Training-free Long Video Generation with Chain of Diffusion Model Experts (preprint). They attempt to improve video training by breaking it into simpler sub-tasks: structure control, and then refinement.
Real-time face replacement capabilities (real-time AI avatar) are improving. Deep Live Cam for instance enables this (example output). Here is another AI avatar replacement (method not disclosed).
Generative Inbetweening: Adapting Image-to-Video Models for Keyframe Interpolation. Video interpolation is nothing new, but older methods could only slightly increase frame-rate by approximating new frames (e.g. via optical flow) based on existing frames with small differences. But generative methods make it possible to generate smooth video from temporally widely-spaced/sparse images.

Vision

Meta presents: Sapiens: Foundation for Human Vision Models (preprint).

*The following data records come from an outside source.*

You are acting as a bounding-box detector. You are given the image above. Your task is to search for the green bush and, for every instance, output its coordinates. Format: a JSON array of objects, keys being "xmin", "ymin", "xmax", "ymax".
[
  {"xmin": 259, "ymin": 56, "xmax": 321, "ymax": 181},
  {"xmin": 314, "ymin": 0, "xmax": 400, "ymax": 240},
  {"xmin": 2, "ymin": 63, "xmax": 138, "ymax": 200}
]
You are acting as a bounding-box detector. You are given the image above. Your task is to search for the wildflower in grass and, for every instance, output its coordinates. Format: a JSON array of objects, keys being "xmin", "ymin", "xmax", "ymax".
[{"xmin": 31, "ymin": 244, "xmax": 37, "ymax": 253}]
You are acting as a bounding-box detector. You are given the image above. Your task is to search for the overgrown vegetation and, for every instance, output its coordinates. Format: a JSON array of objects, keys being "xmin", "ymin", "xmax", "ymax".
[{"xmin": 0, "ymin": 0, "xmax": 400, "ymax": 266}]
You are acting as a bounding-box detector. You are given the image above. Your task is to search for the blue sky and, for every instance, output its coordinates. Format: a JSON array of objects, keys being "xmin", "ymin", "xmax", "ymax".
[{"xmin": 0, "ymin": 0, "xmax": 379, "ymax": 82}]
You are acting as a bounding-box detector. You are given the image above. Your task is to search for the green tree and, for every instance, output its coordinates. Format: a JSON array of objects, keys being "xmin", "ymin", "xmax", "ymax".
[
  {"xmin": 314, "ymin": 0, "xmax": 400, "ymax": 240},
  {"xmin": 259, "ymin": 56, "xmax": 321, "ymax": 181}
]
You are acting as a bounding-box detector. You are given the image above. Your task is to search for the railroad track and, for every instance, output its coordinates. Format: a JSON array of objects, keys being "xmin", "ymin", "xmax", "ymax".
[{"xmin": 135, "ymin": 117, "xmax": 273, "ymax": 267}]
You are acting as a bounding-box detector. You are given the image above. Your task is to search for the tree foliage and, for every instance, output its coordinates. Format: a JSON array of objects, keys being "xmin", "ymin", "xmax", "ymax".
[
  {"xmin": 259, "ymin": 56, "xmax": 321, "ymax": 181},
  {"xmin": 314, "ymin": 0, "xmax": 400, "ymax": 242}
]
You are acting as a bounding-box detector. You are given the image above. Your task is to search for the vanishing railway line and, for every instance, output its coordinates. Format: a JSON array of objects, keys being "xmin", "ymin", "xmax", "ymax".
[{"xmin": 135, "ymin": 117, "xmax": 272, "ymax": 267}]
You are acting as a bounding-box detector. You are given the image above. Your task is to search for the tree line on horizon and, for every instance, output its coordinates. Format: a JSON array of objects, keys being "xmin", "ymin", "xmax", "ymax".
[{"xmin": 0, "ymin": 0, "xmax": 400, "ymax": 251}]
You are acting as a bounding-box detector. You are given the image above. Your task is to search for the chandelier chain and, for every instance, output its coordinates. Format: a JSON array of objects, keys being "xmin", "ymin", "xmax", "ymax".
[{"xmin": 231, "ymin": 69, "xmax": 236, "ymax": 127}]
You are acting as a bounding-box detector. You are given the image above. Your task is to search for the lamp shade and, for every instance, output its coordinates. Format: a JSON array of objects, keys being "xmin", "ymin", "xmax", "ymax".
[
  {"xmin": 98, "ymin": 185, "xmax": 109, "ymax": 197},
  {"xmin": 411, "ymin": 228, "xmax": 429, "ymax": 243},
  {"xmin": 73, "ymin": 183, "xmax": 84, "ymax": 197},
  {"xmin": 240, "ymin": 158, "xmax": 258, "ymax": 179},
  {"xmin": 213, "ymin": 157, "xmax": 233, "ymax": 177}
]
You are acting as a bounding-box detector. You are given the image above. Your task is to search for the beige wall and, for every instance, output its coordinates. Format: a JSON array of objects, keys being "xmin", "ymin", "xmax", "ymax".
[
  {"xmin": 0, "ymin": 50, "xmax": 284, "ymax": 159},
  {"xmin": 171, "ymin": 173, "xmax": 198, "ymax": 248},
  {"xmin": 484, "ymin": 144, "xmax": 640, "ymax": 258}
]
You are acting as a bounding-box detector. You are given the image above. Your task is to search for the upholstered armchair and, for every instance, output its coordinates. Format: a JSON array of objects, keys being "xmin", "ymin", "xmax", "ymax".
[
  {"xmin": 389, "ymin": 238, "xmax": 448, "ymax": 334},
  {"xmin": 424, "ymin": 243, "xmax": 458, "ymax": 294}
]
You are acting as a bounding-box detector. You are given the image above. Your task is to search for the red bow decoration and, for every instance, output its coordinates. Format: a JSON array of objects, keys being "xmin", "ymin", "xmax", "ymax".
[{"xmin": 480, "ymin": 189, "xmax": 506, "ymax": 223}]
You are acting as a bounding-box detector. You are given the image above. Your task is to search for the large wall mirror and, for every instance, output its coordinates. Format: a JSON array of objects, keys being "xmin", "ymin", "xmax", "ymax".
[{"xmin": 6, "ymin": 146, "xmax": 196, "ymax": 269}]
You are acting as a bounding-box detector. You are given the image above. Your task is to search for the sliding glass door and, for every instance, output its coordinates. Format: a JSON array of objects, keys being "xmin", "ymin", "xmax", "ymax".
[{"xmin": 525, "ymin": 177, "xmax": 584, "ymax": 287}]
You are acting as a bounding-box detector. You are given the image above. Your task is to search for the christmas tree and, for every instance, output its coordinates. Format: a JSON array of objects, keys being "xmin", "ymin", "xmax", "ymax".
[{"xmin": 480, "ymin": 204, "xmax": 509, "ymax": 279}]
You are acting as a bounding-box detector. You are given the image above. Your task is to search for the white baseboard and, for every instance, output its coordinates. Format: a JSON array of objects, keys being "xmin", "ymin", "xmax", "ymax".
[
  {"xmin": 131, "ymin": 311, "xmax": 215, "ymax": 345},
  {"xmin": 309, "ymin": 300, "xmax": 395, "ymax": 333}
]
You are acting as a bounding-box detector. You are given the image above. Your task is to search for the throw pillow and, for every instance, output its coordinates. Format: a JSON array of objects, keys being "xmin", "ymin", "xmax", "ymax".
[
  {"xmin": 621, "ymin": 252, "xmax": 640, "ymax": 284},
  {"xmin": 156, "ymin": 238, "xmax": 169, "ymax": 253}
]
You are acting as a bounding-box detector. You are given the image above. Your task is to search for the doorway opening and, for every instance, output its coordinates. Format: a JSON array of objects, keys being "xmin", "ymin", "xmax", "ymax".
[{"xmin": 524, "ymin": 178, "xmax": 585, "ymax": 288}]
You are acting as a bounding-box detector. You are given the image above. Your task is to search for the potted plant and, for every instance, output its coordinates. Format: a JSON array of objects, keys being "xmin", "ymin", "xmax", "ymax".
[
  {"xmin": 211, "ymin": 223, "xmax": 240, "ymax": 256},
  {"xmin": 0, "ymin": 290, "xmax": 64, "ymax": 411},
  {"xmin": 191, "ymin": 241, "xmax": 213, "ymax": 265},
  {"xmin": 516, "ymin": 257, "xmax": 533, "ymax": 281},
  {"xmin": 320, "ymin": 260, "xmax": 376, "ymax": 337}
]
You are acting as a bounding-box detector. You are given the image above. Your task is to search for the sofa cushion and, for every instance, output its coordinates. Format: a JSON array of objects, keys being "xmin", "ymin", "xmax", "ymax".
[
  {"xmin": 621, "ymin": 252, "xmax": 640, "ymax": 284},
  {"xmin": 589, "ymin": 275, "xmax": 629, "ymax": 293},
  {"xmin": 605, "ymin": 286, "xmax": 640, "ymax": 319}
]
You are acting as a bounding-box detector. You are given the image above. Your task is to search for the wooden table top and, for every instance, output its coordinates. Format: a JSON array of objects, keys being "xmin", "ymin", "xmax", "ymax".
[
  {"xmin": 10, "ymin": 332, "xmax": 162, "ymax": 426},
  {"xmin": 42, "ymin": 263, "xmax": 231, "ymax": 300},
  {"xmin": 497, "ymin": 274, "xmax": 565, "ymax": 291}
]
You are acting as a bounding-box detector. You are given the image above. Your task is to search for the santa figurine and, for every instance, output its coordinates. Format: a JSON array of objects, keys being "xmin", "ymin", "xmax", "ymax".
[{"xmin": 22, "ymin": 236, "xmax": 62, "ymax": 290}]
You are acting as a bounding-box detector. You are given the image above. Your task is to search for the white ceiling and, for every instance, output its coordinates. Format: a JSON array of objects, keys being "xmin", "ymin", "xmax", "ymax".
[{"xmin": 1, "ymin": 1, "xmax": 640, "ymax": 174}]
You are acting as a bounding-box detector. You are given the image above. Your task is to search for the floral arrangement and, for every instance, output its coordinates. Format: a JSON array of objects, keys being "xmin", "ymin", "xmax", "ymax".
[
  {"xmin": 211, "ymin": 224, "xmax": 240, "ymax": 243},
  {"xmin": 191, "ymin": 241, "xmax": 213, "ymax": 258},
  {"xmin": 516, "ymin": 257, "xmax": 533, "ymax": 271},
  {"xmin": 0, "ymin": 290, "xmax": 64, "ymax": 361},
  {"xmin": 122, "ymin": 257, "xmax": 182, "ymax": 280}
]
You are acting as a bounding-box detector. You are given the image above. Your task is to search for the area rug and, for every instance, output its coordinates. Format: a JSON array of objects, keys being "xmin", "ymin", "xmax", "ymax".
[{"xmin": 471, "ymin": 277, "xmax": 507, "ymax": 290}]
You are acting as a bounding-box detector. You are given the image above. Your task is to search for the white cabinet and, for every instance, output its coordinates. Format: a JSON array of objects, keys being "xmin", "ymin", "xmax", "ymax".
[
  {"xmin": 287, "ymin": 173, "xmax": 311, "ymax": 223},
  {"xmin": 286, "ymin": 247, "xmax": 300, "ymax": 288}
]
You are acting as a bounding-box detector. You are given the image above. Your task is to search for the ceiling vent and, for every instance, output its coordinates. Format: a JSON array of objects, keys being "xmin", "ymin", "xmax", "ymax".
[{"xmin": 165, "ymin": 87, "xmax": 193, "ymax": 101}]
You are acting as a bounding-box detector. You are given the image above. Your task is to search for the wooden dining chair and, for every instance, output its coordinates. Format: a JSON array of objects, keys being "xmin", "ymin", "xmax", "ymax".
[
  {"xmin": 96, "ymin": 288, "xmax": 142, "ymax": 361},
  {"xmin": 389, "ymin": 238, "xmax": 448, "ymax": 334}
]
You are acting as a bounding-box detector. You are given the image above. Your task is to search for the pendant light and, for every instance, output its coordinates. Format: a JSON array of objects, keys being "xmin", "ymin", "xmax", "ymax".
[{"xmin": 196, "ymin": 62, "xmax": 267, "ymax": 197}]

The models can take video and infer segmentation, pose, depth-map, and surface normals.
Nvidia release NVEagle vision-language models (VLM); demo here, preprint here.
Release of Qwen2-VL 7B and 2B (code, models): Can process videos up to 20 minutes in length.

World Synthesis

Adding subsurface scattering to Gaussian Splatting (preprint). It’s amazing how quickly the various nuances of traditional vertex graphics are being added to the newer neural/Gaussian methods.
Google presents work on using diffusion models to simulate video games: Diffusion Models Are Real-Time Game Engines (example video, project page). They train a diffusion model to predict the next frame in the DOOM video game. Humans can barely tell the difference. Obviously it is computationally inefficient to simulate a game like Doom in this way, but it points towards a future where video games (and simulated worlds more broadly) are real-time rendered using neural/diffusion methods.

Hardware

Cerebras announced cloud-available inference via API. It is reportedly even faster than Groq.
- Here is a voice-chatbot demo built on this.

Robots

Boardwalk Robotics is working on a humanoid. They released a video of a humanoid upper-body.
Galbot G1 is another wheeled bimanual design.
Fourier Intelligence released a teaser video for their future GR-2 robot.
A video showing where Figure 02 is being built. They are reportedly building one robot per week.